Actually, Jeremy's fist was balled, too, but to get to me he had to
pass close to her, and he wasn't ready for that.

"I showed you my ID," Kendle said, reaching
into her pocket and pulling out a plastic ID with an irresistibly
unflattering photograph under the laminate. "I can't help it if you
can't read."

I leaned forward for a closer look. It was a
Department of Corrections ID. "That's not—"
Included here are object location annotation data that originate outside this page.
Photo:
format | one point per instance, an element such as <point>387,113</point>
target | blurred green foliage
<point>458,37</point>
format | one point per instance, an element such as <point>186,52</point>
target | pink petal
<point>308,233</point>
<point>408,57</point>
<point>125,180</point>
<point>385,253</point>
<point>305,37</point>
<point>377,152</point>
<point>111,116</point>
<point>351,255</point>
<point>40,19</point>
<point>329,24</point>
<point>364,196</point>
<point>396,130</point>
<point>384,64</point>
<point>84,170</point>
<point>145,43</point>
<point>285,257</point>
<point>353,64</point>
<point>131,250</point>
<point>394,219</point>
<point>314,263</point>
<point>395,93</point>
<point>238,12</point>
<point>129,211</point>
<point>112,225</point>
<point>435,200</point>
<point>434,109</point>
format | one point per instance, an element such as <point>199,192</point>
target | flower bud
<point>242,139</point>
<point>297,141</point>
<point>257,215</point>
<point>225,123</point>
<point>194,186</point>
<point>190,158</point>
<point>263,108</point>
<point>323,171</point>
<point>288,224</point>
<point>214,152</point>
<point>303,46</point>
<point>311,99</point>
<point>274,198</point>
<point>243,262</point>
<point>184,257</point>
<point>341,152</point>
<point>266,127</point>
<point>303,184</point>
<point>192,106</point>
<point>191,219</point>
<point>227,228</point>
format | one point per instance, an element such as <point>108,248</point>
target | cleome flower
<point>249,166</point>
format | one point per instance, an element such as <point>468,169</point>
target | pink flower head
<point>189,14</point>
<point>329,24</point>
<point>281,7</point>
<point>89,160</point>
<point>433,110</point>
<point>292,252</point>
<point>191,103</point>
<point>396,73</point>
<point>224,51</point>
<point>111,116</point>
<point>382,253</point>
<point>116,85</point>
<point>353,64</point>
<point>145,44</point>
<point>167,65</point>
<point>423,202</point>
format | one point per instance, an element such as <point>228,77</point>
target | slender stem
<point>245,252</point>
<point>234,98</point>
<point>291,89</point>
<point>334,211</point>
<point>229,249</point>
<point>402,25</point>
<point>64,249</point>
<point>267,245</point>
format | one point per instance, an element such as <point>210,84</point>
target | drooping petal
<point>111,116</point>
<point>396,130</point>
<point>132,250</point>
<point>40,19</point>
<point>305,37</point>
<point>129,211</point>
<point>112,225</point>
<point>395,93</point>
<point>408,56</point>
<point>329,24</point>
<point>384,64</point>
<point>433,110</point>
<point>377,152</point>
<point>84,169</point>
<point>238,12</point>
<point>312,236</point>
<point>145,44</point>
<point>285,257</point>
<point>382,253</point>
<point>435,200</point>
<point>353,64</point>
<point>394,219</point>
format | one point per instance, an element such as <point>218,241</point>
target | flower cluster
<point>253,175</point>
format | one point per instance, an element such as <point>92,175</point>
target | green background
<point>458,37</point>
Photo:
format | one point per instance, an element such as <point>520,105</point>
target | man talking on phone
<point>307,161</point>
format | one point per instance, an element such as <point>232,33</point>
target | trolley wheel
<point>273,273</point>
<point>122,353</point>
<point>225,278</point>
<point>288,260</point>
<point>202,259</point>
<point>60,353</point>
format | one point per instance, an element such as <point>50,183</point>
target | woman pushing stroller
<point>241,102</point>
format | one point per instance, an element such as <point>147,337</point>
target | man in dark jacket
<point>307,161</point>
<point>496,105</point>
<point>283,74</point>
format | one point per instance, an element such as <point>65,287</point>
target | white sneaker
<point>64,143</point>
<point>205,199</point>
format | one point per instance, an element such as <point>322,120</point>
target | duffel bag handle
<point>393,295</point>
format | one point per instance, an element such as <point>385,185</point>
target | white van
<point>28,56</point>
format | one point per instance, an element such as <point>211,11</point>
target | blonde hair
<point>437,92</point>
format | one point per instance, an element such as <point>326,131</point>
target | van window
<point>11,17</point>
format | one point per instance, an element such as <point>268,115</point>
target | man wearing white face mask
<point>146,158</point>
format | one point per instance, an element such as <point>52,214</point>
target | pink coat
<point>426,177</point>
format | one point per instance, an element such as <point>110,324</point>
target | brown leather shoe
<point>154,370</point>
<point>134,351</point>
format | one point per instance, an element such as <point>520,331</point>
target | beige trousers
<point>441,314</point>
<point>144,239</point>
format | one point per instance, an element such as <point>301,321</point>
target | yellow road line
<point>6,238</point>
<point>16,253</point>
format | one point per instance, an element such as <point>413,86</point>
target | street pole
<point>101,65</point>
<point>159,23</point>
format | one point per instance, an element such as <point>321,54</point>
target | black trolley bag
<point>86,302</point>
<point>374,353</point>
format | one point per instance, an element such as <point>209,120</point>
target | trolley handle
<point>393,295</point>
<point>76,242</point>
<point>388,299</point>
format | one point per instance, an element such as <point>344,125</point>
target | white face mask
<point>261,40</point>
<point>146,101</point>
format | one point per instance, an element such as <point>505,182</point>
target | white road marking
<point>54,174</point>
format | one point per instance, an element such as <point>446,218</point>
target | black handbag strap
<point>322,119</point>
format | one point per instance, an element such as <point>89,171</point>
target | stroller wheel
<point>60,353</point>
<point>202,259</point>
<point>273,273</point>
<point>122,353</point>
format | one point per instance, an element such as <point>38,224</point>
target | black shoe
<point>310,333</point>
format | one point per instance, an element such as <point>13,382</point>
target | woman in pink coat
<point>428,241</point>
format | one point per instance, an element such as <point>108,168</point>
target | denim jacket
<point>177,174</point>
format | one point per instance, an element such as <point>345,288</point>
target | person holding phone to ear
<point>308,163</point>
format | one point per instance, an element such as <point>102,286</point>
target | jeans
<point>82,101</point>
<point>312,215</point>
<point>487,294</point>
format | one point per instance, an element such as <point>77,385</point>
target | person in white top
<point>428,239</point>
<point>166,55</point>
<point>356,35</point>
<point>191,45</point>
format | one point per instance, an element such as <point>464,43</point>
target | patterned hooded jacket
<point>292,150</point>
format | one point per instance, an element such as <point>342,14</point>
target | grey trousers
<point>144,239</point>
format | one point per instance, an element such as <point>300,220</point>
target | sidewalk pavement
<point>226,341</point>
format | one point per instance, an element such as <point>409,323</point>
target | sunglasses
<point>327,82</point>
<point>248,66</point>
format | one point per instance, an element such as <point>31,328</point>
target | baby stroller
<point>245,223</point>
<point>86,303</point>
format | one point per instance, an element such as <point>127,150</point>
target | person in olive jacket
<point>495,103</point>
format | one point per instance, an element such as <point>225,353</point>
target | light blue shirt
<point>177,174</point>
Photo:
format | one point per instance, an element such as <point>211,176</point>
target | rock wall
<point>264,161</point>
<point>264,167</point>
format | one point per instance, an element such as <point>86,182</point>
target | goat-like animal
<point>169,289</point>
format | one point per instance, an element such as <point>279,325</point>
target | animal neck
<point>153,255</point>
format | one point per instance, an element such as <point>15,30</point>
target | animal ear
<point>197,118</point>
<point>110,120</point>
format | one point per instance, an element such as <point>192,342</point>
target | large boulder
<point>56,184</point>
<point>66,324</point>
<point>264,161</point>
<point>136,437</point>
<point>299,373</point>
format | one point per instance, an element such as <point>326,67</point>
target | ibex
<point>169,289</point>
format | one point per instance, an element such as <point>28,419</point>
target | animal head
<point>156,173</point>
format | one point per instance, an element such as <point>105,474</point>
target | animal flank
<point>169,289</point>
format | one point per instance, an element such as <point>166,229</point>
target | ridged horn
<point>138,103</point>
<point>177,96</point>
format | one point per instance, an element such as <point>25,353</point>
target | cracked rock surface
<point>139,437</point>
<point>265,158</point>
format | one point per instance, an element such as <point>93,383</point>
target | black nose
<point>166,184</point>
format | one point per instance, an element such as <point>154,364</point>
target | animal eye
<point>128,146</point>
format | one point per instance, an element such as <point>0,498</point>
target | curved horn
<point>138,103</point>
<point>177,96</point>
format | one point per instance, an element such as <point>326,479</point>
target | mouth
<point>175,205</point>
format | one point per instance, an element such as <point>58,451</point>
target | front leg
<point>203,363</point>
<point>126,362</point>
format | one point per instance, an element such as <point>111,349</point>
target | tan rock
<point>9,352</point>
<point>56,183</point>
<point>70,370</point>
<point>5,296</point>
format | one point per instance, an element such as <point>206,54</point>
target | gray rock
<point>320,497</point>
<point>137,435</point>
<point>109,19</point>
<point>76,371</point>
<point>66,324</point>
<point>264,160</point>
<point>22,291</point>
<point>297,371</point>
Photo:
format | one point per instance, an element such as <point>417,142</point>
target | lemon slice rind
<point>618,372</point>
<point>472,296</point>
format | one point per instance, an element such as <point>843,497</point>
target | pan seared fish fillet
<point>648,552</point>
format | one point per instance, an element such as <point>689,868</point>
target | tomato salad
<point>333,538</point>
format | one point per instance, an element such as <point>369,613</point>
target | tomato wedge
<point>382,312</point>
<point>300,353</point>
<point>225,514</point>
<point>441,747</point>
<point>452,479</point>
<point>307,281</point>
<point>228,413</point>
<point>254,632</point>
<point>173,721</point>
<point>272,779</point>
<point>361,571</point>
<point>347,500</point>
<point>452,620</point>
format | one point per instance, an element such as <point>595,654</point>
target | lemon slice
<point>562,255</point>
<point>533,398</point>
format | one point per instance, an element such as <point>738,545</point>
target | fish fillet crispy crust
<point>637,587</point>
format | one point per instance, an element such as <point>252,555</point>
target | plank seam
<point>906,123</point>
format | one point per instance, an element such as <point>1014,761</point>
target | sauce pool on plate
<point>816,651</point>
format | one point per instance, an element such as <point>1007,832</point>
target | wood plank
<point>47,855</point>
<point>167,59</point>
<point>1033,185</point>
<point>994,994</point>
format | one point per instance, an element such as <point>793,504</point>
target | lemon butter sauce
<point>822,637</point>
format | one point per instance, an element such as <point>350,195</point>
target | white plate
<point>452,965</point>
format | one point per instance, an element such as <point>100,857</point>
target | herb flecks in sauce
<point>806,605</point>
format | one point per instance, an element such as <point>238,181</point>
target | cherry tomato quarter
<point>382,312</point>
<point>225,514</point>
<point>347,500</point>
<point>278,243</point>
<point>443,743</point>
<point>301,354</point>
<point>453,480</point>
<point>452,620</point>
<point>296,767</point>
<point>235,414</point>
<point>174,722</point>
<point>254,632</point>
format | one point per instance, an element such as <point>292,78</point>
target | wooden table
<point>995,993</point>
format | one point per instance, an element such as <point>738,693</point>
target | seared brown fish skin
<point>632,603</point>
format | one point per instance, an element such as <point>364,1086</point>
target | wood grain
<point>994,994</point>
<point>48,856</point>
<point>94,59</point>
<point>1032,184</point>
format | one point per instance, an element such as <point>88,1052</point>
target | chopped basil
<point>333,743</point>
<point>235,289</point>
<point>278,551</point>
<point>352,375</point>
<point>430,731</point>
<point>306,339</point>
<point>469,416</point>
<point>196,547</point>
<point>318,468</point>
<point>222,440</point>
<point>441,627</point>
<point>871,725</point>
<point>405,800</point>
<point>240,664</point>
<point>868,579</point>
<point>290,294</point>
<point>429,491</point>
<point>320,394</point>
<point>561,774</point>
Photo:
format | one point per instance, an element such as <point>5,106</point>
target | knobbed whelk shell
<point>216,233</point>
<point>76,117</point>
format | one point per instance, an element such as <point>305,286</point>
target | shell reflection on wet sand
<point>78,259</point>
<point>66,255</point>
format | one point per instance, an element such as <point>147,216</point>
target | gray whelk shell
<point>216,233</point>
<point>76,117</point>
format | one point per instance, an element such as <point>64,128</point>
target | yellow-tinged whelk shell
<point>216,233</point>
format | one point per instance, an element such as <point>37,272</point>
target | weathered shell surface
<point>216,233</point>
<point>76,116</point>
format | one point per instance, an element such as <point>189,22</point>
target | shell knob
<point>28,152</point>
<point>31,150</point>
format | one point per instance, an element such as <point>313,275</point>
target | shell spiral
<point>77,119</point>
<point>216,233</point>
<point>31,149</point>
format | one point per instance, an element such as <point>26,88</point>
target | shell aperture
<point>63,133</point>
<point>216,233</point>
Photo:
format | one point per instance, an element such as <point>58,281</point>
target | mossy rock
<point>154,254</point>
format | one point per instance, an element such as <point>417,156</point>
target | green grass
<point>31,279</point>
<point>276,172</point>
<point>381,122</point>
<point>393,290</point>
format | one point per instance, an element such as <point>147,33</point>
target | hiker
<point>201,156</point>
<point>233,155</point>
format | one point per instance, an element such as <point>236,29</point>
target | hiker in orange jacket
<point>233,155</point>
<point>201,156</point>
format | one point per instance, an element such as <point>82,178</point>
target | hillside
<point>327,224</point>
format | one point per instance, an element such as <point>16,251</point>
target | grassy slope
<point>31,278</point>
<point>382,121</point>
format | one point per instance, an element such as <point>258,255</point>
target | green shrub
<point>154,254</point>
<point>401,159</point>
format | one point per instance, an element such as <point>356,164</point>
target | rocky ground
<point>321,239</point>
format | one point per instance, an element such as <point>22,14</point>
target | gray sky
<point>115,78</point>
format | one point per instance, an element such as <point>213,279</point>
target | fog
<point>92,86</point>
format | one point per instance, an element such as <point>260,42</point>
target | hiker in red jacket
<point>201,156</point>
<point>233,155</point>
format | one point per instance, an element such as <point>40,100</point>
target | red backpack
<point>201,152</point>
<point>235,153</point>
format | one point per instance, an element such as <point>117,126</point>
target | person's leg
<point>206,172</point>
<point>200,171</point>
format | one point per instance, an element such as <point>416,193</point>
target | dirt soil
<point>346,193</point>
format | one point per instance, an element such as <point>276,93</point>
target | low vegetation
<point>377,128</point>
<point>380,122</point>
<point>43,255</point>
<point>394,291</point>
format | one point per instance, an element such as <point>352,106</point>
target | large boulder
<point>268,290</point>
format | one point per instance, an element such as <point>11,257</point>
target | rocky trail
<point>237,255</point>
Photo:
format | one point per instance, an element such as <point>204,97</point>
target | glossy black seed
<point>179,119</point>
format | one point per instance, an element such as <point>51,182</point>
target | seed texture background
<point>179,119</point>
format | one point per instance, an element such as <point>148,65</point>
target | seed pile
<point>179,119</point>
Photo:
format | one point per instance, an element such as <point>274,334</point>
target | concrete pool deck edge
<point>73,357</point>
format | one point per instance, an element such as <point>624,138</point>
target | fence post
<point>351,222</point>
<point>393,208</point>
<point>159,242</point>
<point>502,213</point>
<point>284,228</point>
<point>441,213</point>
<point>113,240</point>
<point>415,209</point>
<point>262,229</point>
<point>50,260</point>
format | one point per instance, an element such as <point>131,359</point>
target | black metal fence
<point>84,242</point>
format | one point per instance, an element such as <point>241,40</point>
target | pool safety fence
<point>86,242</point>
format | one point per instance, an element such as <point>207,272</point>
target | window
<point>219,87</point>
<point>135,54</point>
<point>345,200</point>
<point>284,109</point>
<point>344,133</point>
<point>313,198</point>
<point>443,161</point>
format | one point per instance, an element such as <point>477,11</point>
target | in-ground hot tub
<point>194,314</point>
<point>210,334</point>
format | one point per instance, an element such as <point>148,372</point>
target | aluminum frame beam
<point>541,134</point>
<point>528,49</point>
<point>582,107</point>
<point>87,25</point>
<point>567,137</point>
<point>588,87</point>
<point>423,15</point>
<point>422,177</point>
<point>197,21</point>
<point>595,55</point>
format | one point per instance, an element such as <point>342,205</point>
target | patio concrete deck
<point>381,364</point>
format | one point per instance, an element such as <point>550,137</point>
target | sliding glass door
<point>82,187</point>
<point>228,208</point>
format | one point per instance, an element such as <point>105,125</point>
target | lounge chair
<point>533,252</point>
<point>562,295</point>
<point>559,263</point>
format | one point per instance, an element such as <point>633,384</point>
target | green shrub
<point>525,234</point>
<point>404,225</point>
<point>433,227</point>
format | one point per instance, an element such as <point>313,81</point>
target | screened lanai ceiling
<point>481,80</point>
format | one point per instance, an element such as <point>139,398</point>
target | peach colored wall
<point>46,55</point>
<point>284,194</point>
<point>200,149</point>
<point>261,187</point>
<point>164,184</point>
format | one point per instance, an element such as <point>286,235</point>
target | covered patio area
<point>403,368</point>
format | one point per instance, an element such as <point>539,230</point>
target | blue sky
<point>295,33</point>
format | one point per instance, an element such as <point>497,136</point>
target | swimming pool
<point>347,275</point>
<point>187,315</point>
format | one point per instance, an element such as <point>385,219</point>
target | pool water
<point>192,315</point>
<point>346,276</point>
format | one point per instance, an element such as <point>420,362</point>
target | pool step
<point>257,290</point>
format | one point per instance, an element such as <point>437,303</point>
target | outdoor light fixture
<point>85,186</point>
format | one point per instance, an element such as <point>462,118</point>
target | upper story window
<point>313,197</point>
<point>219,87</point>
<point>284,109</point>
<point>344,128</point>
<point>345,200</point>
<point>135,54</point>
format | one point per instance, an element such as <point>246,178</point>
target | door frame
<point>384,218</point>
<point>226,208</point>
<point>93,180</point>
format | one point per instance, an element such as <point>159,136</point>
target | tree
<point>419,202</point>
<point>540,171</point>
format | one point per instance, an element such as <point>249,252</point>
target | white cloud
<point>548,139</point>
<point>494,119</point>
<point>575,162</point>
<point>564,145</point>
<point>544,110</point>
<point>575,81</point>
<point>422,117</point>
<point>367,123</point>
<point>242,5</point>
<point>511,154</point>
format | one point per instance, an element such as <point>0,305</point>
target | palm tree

"What?" Kendle said sharply, cutting me
short.

This wasn't the simple business card she had
shown me at the Science Museum. She probably had had a gross
printed up at the Office Depot just to impress schmucks like
me.

"So you sent those letters to me and Sweet
Tooth, and pretended to get one yourself," I continued when all
they could offer was threatening growls. "You got us all stirred up
for no good reason. We never knew where the money was, and now we
know it's gone. If you want me to help pay for a lawyer to contest
a will, you're out of luck." I looked at Yvonne. "You've seen where
I work. I make just enough to get by, and that's it." For good
measure, I added: "I don't like the way you've made it look like
Skunk has come back from the dead. You scared Sweet Tooth almost to
death. Cm'on," I turned to Jeremy. "'Fess up!"